La maxime n’a jamais semblé aussi actuelle qu’en observant la dégradation accélérée des relations entre le Président Félix Tshisekedi et son ancien frère d’armes, Vital Kamerhe. Ce dernier, contraint à la démission de la présidence de l’Assemblée nationale, vient d’essuyer un affront politique dont la symbolique dépasse la simple recomposition institutionnelle.

Le choix de Boji Sangara pour lui succéder au perchoir de l’Assemblée nationale n’est pas un hasard. En portant à ce poste stratégique un homme ouvertement en rupture avec le leadership de Kamerhe au sein de l’UNC, le pouvoir envoie un message d’une brutalité rare : les alliances se révisent, les fidélités s’usent, et la reconnaissance en politique a ses limites.

Cette nomination ciblée, ce presque « coup de poignard » dans le dos d’un ancien compagnon de route, sonne comme une déclaration de guerre à peine voilée.

La question n’est désormais plus de savoir si la rupture aura lieu, mais qui osera franchir le premier le Rubicon. Cette référence historique à César n’est pas anodine : traverser le fleuve, c’est s’engager dans un conflit dont on sait qu’il sera sans retour.

Pour Tshisekedi, franchir ce cap signifierait assumer pleinement l’éviction d’un homme qui a pourtant été déterminant dans son accession au pouvoir en 2018. Pour Kamerhe, ce serait reconnaître que la voie de la conciliation est définitivement bouchée et envisager toutes les options, y compris l’opposition frontale.

Le calcul du pouvoir semble transparent : en isolant Kamerhe, en le poussant dans ses retranchements, on l’invite à commettre l’irréparable, à donner lui-même le prétexte de son exclusion définitive. Une stratégie du pourrissement qui évite à l’exécutif d’assumer les conséquences politiques d’une rupture ouverte avec un parti important de sa majorité.

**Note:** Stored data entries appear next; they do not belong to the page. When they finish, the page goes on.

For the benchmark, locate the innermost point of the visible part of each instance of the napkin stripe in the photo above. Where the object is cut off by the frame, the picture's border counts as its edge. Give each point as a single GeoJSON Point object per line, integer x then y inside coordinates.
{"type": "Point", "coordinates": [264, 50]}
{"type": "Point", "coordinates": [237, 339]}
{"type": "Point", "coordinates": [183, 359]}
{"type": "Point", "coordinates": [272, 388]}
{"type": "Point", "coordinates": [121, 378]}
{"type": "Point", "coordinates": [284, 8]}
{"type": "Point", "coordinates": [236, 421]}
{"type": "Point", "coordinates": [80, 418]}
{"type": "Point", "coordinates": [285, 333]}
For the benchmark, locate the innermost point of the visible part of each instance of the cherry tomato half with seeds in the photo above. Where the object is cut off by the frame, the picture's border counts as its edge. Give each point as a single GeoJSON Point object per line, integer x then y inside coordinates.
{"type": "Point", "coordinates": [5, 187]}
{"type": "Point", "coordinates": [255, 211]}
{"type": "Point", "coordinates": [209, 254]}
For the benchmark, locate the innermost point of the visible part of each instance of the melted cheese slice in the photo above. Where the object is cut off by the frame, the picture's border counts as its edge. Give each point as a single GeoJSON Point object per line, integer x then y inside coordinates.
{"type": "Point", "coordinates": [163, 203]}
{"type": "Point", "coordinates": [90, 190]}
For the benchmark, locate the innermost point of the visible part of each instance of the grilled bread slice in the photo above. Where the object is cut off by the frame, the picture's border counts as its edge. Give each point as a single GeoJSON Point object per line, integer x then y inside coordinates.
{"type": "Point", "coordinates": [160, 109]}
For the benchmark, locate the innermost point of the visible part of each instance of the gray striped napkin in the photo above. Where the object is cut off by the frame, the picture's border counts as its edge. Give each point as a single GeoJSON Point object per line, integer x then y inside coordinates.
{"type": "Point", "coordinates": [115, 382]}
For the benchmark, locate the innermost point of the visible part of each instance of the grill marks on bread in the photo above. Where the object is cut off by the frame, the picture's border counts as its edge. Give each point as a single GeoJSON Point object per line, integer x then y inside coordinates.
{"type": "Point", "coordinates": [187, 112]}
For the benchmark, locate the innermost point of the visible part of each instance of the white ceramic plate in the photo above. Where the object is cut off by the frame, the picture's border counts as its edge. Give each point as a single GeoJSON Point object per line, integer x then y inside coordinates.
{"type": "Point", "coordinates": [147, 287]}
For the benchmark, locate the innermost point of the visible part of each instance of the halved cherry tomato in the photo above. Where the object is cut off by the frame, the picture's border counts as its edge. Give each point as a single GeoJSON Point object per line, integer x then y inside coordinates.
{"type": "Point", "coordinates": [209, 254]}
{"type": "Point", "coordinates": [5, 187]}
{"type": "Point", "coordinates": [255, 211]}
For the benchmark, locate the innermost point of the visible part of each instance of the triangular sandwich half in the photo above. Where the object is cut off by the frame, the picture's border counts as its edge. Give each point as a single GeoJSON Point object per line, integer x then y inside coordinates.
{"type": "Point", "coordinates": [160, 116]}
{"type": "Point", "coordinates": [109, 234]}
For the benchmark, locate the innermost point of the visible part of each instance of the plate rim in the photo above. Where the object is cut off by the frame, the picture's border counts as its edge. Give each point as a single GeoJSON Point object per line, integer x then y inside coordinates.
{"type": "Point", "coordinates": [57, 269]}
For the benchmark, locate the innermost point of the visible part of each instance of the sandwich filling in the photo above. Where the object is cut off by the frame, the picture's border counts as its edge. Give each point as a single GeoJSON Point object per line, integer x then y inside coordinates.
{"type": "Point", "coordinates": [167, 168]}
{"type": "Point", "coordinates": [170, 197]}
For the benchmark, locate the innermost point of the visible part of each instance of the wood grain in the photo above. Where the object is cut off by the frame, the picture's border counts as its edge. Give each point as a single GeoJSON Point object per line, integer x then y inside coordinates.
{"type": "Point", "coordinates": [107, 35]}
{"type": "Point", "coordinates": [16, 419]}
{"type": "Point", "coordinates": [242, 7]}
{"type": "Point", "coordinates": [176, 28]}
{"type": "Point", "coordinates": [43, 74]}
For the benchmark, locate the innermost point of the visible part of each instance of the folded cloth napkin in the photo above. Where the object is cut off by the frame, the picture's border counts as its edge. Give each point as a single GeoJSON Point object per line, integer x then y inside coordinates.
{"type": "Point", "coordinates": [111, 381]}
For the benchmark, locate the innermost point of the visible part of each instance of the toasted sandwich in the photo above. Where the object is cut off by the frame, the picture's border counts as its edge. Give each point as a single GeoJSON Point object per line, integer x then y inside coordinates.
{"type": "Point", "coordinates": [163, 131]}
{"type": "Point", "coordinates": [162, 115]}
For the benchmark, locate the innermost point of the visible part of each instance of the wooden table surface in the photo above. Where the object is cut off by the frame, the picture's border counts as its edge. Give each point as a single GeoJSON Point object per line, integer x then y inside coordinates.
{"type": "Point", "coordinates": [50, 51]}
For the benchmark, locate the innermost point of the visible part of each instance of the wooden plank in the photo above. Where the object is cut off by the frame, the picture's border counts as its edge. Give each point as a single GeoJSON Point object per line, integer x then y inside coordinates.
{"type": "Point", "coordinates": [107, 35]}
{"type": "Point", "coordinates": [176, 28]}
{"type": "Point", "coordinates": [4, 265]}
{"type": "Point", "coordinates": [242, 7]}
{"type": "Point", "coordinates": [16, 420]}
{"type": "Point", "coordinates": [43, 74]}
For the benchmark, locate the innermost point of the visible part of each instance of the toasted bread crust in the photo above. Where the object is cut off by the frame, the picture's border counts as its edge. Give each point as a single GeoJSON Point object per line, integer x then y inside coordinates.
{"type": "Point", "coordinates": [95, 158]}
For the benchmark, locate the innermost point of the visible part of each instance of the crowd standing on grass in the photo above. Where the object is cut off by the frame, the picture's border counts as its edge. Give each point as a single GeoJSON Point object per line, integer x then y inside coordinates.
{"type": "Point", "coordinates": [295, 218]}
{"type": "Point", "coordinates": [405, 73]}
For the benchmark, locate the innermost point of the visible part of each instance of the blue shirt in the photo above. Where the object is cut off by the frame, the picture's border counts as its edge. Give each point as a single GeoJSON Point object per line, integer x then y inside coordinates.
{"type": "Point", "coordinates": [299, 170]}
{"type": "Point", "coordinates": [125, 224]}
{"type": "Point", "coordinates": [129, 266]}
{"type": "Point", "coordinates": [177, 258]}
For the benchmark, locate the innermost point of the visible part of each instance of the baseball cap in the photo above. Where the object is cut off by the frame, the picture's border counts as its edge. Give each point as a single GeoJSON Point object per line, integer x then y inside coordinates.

Mais en sous-estime-t-on l’adversaire ? Vital Kamerhe, politicien expérimenté, n’est pas homme à se laisser dicter sa conduite. S’il choisit de traverser le Rubicon, ce pourrait être à la tête d’une UNC unie dans l’épreuve, capable de devenir une force de déstabilisation non négligeable pour la majorité présidentielle.

La suite de cette crise dépendra largement de la réponse à cette question cruciale : dans ce jeu d’échecs politique, qui maîtrise le mieux l’art de la patience et du timing ? Le pouvoir, qui cherche à asphyxier progressivement son ancien allié ? Ou Kamerhe, qui pourrait retourner la situation en transformant cette mise à l’écart en catalyseur d’une nouvelle dynamique politique ?

A tout prendre, le paysage politique congolais est en train de vivre un séisme dont les répliques se feront sentir bien au-delà des murs de l’Assemblée nationale. La rupture semble inéluctable. Reste à savoir qui aura le courage – ou la nécessité – de la consommer le premier.